My experience of Satprem

We were all seated on the courtyard stones – some of the Ashramites were at the windows of the upper floors and I recall seeing Pourna, sitting on a small terrace just above Nirodbaran’s room, her long hair undone, imperious… - and I was a few meters only from the Samadhi, to the West, and Maggi was right behind me and I suddenly heard her weep and a little of this anger at this instant rose up and I turned to her to signify that one must not cry, for it would mean believing in this “death” which was an impossibility, even presented this way… It would only be much later that we would better know how – with “love” perhaps, with “devotion” perhaps, but in a profound incomprehension – betrayed Mother had been, right down to the so-called medical treatment She had been forced to endure.

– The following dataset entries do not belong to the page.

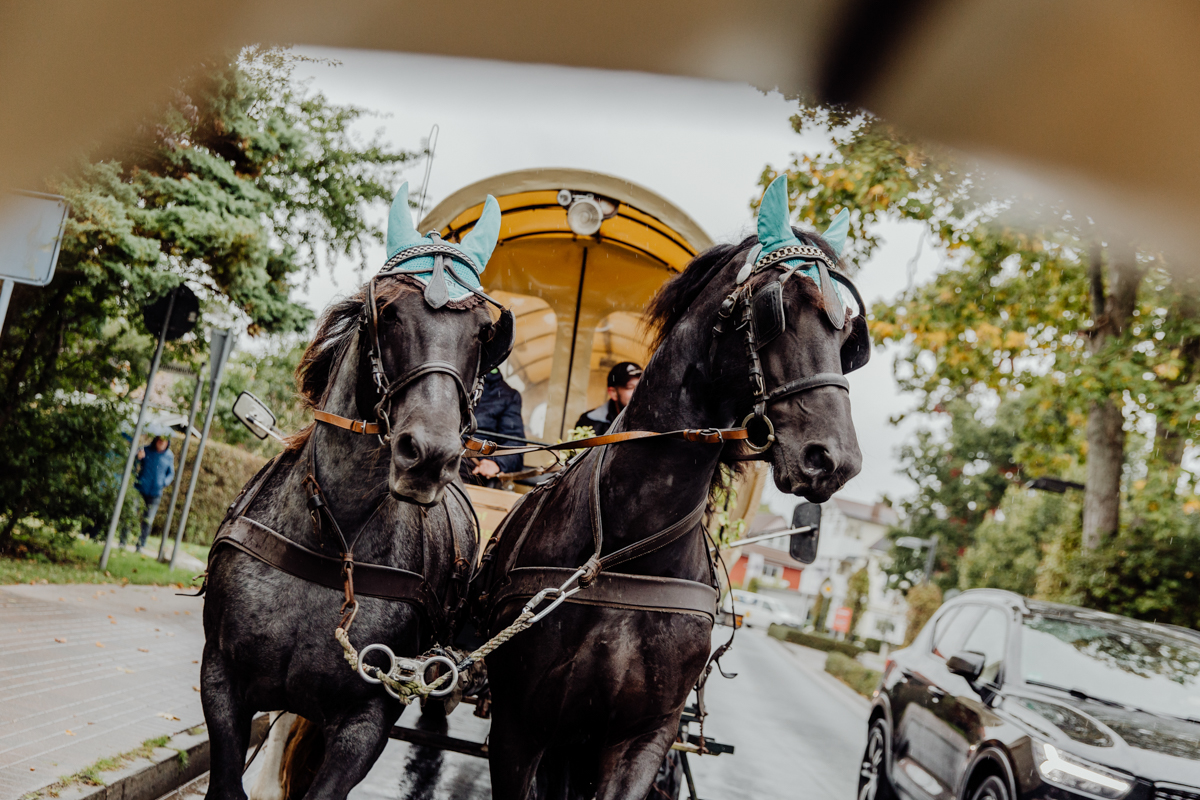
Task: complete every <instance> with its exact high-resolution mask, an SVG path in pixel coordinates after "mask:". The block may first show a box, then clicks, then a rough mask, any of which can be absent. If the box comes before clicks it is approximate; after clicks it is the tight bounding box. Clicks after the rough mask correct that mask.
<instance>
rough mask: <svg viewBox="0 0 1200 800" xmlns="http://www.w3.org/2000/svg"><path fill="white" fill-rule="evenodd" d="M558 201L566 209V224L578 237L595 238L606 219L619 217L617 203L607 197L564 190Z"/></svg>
mask: <svg viewBox="0 0 1200 800" xmlns="http://www.w3.org/2000/svg"><path fill="white" fill-rule="evenodd" d="M556 199H557V200H558V204H559V205H560V206H563V207H565V209H566V224H568V227H569V228H570V229H571V231H572V233H574V234H575V235H576V236H594V235H595V234H596V231H598V230H600V224H601V223H602V222H604V221H605V219H607V218H608V217H613V216H616V215H617V203H616V201H613V200H610V199H608V198H606V197H595V196H592V194H582V193H581V194H576V193H575V192H572V191H571V190H566V188H564V190H558V197H557V198H556Z"/></svg>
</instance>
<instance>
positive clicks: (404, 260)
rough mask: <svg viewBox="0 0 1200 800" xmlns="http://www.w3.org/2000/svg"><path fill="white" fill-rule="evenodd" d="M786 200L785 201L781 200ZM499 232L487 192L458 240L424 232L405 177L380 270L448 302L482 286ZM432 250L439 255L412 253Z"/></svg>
mask: <svg viewBox="0 0 1200 800" xmlns="http://www.w3.org/2000/svg"><path fill="white" fill-rule="evenodd" d="M785 203H786V200H785ZM499 235H500V206H499V204H498V203H497V201H496V198H494V197H492V196H491V194H488V196H487V200H486V201H485V203H484V212H482V213H481V215H480V216H479V222H476V223H475V227H474V228H473V229H472V230H470V233H469V234H467V235H466V236H463V237H462V242H460V243H455V242H446V241H442V237H440V236H438V235H437V234H428V235H427V236H422V235H421V234H419V233H416V228H414V227H413V216H412V212H410V211H409V209H408V181H404V185H403V186H401V187H400V191H398V192H396V198H395V199H394V200H392V201H391V211H390V213H389V215H388V263H386V264H384V266H383V269H382V270H380V272H388V271H390V270H394V269H398V270H402V271H403V272H404V273H407V275H410V276H412V277H415V278H416V279H418V281H420V282H421V283H424V284H425V285H426V291H425V299H426V300H427V301H428V302H430V305H431V306H433V307H434V308H438V307H440V306H443V305H445V302H446V300H462V299H463V297H466V296H467V295H469V294H473V289H481V288H482V287H481V284H480V282H479V276H480V275H481V273H482V271H484V269H485V267H486V266H487V261H488V259H491V258H492V251H493V249H496V241H497V239H498V237H499ZM414 248H421V251H430V249H436V251H439V252H440V254H430V255H425V254H421V253H420V251H419V252H415V253H412V252H409V251H413V249H414Z"/></svg>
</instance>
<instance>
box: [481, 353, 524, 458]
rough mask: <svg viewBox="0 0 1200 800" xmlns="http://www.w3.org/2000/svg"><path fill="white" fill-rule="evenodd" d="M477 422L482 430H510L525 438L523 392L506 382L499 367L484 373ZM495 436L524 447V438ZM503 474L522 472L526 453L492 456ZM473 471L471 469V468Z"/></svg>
mask: <svg viewBox="0 0 1200 800" xmlns="http://www.w3.org/2000/svg"><path fill="white" fill-rule="evenodd" d="M475 421H476V422H478V423H479V429H480V431H493V432H496V433H506V434H509V435H510V437H524V422H522V421H521V392H518V391H517V390H515V389H512V387H511V386H509V385H508V384H506V383H504V378H502V377H500V373H499V371H498V369H492V371H491V372H490V373H487V374H486V375H484V393H482V395H481V396H480V398H479V404H478V405H476V407H475ZM487 438H488V439H494V440H496V443H497V444H498V445H503V446H506V447H520V446H521V445H523V444H524V443H523V441H511V440H506V439H498V438H496V437H487ZM492 461H494V462H496V463H497V465H498V467H499V468H500V471H502V473H518V471H521V470H522V469H524V456H521V455H516V456H498V457H494V458H492ZM467 471H470V470H467Z"/></svg>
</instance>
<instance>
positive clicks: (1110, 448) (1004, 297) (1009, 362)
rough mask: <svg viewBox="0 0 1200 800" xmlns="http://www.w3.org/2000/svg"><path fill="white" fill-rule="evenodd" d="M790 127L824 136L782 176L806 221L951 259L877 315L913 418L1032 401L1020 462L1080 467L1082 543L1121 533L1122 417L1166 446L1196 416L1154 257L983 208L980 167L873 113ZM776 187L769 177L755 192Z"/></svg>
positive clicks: (1180, 338) (824, 116) (1165, 298)
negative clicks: (1064, 427) (829, 225)
mask: <svg viewBox="0 0 1200 800" xmlns="http://www.w3.org/2000/svg"><path fill="white" fill-rule="evenodd" d="M793 126H794V127H796V128H797V131H802V130H804V128H805V127H818V128H821V130H823V131H824V132H826V133H827V134H828V136H829V137H830V140H832V143H833V149H832V150H830V151H829V152H824V154H821V155H817V156H803V157H797V158H796V160H794V161H793V162H792V164H791V166H790V168H788V170H787V175H788V187H790V191H791V196H792V198H793V199H794V201H796V206H797V210H798V213H799V216H800V218H802V219H804V221H806V222H809V223H811V224H816V225H820V224H822V223H823V222H824V221H826V219H828V218H829V217H830V216H832V213H833V212H834V211H835V210H836V209H839V207H848V209H850V210H851V227H852V235H851V239H852V240H856V242H857V243H856V246H854V248H853V249H852V251H851V253H852V258H854V257H857V258H862V257H865V255H869V254H870V253H871V252H872V249H874V247H875V246H876V245H877V239H876V237H875V236H874V234H872V233H871V224H872V223H875V222H877V221H880V219H882V218H900V219H911V221H918V222H920V223H922V224H923V225H924V228H925V230H926V233H928V235H930V236H931V237H932V239H934V241H935V242H936V243H937V245H938V246H940V247H941V249H942V251H943V253H944V254H946V257H947V259H948V269H946V270H943V271H942V272H941V273H940V275H937V276H936V277H935V278H934V279H932V281H930V282H928V283H925V284H923V285H916V287H912V288H911V289H910V290H907V291H906V293H905V294H904V295H902V296H901V297H900V299H899V300H896V301H895V302H892V303H881V305H878V306H876V307H875V308H874V309H871V311H872V313H871V317H872V318H871V331H872V335H874V337H875V338H876V341H878V342H881V343H887V342H892V343H898V344H902V345H904V351H902V354H901V357H900V359H899V360H898V375H896V377H898V379H899V381H900V384H901V386H902V387H905V389H907V390H910V391H912V392H914V393H916V395H917V396H918V398H919V405H918V411H920V413H932V411H934V410H935V409H937V408H938V407H943V405H946V404H947V403H948V402H949V401H950V399H953V398H962V397H967V396H971V395H972V393H976V395H978V392H980V391H985V392H990V393H994V395H997V396H1000V397H1001V398H1003V397H1010V396H1015V395H1020V393H1022V392H1025V391H1027V390H1033V392H1034V395H1037V396H1038V397H1039V398H1040V401H1042V402H1044V403H1046V409H1048V410H1049V411H1050V416H1051V417H1054V420H1052V422H1054V425H1052V426H1050V427H1048V428H1042V427H1039V426H1038V425H1037V423H1036V421H1031V425H1030V427H1028V431H1027V435H1024V437H1022V441H1024V447H1022V449H1020V451H1019V452H1018V458H1019V461H1020V462H1021V463H1022V464H1024V465H1025V467H1026V469H1027V471H1030V473H1031V474H1039V473H1040V471H1042V470H1052V469H1054V468H1055V467H1060V468H1061V467H1063V465H1069V464H1072V463H1075V462H1082V461H1084V459H1085V458H1086V461H1087V469H1088V481H1087V489H1086V499H1085V507H1086V509H1087V511H1086V512H1085V530H1086V531H1087V535H1086V537H1085V543H1086V546H1087V547H1094V546H1096V545H1097V542H1099V541H1100V540H1103V539H1104V537H1106V536H1112V535H1115V533H1116V530H1117V527H1118V523H1120V513H1118V512H1120V507H1118V504H1120V497H1121V492H1120V480H1121V476H1122V467H1123V464H1124V434H1123V423H1124V420H1126V415H1127V413H1130V411H1134V410H1138V411H1141V413H1148V414H1154V415H1156V416H1157V417H1158V419H1159V420H1163V422H1164V427H1163V437H1162V438H1163V441H1164V443H1168V444H1170V443H1171V441H1176V443H1177V441H1178V439H1180V438H1182V437H1183V435H1184V433H1183V432H1184V431H1186V425H1187V423H1188V422H1190V420H1193V419H1195V416H1194V407H1195V398H1194V392H1188V391H1187V386H1184V385H1180V384H1177V383H1175V384H1172V383H1171V381H1174V380H1176V379H1177V377H1178V375H1182V374H1188V375H1190V374H1193V371H1194V367H1193V363H1194V354H1193V350H1196V349H1200V345H1198V344H1196V336H1195V326H1194V321H1195V320H1194V314H1193V315H1192V317H1188V313H1189V312H1188V308H1189V307H1192V306H1194V305H1195V303H1194V301H1192V300H1187V299H1188V297H1189V296H1192V293H1190V290H1189V288H1188V287H1182V285H1175V284H1174V283H1172V281H1171V278H1170V276H1169V275H1168V273H1166V272H1164V271H1163V270H1162V261H1160V258H1159V257H1158V255H1157V254H1156V253H1153V252H1152V251H1147V249H1145V248H1142V249H1141V251H1135V248H1134V247H1133V246H1132V245H1127V243H1123V242H1108V241H1105V240H1104V239H1103V237H1102V235H1100V234H1099V231H1097V230H1096V229H1094V227H1093V225H1092V223H1091V221H1090V219H1087V218H1080V217H1078V216H1076V215H1073V213H1072V212H1070V210H1069V209H1067V207H1062V206H1058V205H1054V204H1046V203H1042V201H1039V200H1037V199H1034V198H1026V197H1019V196H1010V197H998V198H997V197H994V196H990V194H988V193H986V192H985V191H984V188H983V187H984V184H985V181H984V179H985V178H986V176H985V175H984V174H982V173H980V172H979V170H978V169H976V168H970V167H968V166H965V164H961V163H958V162H956V161H955V160H954V158H952V157H948V156H947V155H944V154H938V152H935V151H932V150H930V149H928V148H924V146H922V145H919V144H918V143H914V142H912V140H910V139H907V138H905V137H902V136H900V134H899V133H896V132H895V131H894V130H892V128H890V127H889V126H888V125H887V124H884V122H883V121H881V120H878V119H876V118H872V116H870V115H868V114H862V113H850V112H847V110H846V109H841V108H828V107H802V109H800V113H799V114H798V115H797V116H796V118H793ZM774 175H775V172H774V170H773V169H769V168H768V169H767V170H764V174H763V182H766V181H769V180H770V179H772V178H774ZM1147 277H1148V279H1146V278H1147ZM1168 320H1171V323H1170V324H1169V323H1168ZM1176 320H1177V321H1178V324H1176ZM1166 332H1172V333H1177V335H1178V337H1177V338H1175V337H1172V338H1170V339H1169V338H1166V337H1165V333H1166ZM1063 419H1066V422H1067V426H1068V428H1069V429H1066V431H1064V429H1062V422H1063ZM1056 428H1057V429H1056ZM1038 434H1048V438H1046V439H1045V440H1039V438H1038ZM1172 437H1174V440H1172ZM1043 445H1051V446H1050V447H1043ZM1070 447H1073V449H1074V452H1070V450H1069V449H1070ZM1172 447H1174V449H1172ZM1172 447H1168V449H1166V450H1168V451H1169V452H1172V453H1174V452H1177V451H1178V445H1177V444H1175V445H1172ZM1046 452H1048V453H1049V457H1048V456H1046Z"/></svg>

A short while after the 20 th of November, probably at the beginning of December, I do not remember exactly, Pranab gave to the Ashram people, gathered one evening at the Playground, an account of what had occurred and of what he had observed, thought and felt during the period that had preceded Mother’s “departure”. I was among the audience that evening – every evening I used to return into town, where I had rented a room in a lodge named after “Ganesh” -, because I wanted to try and understand the viewpoint of those who had physically been in a constant relation with Mother. It is the account of a being who has been deeply disappointed in his expectations – he who had worked and disciplined himself at the service of the physical Transformation meant to occur in the Mother’s body, had then been obliged to acknowledge that it would not manifest and that Mother was going to have to give up on it, that She in fact had in a way “succumbed” to the ordinariness of things. And it thus appeared that, since he had realized this, Mother’s physical presence had become almost like a weight… His report has later been published.